Claim 4 (Impact on student achievement): End-of-course district-wide assessments were used to measure differences in student achievement between three treatment groups: students whose teachers have been CCC co-instructors, students whose teachers participated in CCCs, and students whose teachers had no involvement with the courses. These assessments are developed by the BPS Science Department and are administered to students at the completion of each term in science courses. Results of these exams were compared between groups to determine if students whose teachers had participated in CCCs scored higher than those whose teachers were not involved. Similar baseline scores from the year prior to the first CCCs were also compared. Additionally, student scores from the state mandated Massachusetts Comprehensive Assessment System (MCAS) science test were used to compare these same groups. (This test will become a graduation requirement in 2010.)

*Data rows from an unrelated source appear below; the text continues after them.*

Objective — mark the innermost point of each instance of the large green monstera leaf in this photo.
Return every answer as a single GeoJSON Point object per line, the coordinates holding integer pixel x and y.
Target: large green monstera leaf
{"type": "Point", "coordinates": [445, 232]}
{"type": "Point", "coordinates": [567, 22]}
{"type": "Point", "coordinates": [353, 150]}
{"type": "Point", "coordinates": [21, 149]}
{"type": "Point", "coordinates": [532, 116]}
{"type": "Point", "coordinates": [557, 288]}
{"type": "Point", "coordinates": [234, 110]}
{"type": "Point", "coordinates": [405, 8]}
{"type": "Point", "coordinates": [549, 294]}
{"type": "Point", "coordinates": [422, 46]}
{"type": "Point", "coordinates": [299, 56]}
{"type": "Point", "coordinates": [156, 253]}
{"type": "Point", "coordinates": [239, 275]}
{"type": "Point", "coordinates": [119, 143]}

Claims 5 and 6 (Content knowledge gains for participants, and retention): The project developed content-based pre- and post-tests for the courses in order to examine changes in teachers' content knowledge, retention of information, and the success of differentiating instruction within the CCCs themselves. After the tests were used in Years 2 and 3, reliability and validity were measured for six of the tests and they were found to be of high quality. Teachers were also tested 6-9 months after completing the courses. Along with these delayed post-tests, teachers were given a list of state standards for teaching in the subject of the course, and asked to check off which topics they had taught in the classroom since taking the summer course. Results of tests from teachers who indicated that they had taught the related material, and those who had not, were also compared to assess the amount of knowledge retained over a longer period of time.